Each year now on September 30th, for the last five years, led by the Immanuel Reconciliation Team and in partnership with the Wetaskiwin & District Heritage Museum, there has been a walk for Orange Shirt Day in Wetaskiwin.This walk is to remember the children who went to Indian Residential Schools and those who did not return. This year, on a sunny fall day, about 80 of us gathered with masks on and keeping to our own bubbles walked from the museum to the Peace Cairn.
The Peace Cairn is a monument to the peace treaty between the Nehiwayak and the Siksika nations in 1867 and was erected in 1927 as a way of recognizing that. The name of Wetaskiwin is a Cree word meaning the hills where peace is made and is in honour of that peace treaty. It is the place that the community gathers together to remember our history as First Nations, settlers and newcomers. We remember both the good and the hard history.

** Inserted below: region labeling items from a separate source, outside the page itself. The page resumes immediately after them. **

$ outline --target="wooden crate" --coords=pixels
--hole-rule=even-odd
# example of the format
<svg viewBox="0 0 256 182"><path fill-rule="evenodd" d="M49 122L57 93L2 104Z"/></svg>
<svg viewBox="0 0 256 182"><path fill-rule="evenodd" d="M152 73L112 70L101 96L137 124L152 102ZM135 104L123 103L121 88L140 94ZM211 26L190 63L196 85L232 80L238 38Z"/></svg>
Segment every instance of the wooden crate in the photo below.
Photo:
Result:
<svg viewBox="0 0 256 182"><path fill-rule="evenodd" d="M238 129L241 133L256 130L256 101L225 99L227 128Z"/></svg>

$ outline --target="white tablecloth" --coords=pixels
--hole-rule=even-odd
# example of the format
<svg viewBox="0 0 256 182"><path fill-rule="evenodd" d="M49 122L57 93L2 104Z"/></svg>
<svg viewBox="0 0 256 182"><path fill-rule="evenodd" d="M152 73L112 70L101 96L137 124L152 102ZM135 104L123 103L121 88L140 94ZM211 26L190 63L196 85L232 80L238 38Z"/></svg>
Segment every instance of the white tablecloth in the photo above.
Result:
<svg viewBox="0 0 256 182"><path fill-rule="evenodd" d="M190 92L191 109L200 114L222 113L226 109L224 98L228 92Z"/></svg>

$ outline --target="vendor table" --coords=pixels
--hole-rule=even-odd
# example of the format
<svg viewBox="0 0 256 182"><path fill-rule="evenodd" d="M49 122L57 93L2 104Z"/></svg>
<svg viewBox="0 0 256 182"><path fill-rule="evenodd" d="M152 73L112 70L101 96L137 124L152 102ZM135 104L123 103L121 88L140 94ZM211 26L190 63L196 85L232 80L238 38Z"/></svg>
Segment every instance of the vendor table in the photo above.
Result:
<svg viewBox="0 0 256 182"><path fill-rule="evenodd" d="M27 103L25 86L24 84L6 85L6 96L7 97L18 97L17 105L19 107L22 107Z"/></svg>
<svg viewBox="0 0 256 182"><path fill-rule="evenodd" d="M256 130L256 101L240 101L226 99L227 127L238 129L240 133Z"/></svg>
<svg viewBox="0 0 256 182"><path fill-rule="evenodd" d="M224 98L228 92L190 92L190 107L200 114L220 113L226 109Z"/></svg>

The walk took us about 20 minutes and there was conversation between children and adults and there were many of us in our ribbon skirts and there were orange shirts for block after block. There were about 80 to 90 people who walked together. When we arrived at the Peace Cairn, Karen Aberle, the Executive Director of the Wetaskwin & District Heritage Museum, shared about being with residential school survivors earlier that day and that we need to hear these stories so that we won't forget what happened in our country. The event closed out with a prayer led by the Rev. Hugh Matheson, rector of Immanuel, Wetaskiwin to thank Creator for our coming together and remembering together as a community.
The Reconciliation Team of Immanuel is grateful to all in the community who joined members of the parish and the museum in this act of remembrance for the children who went to Residential Schools and for those who did not return.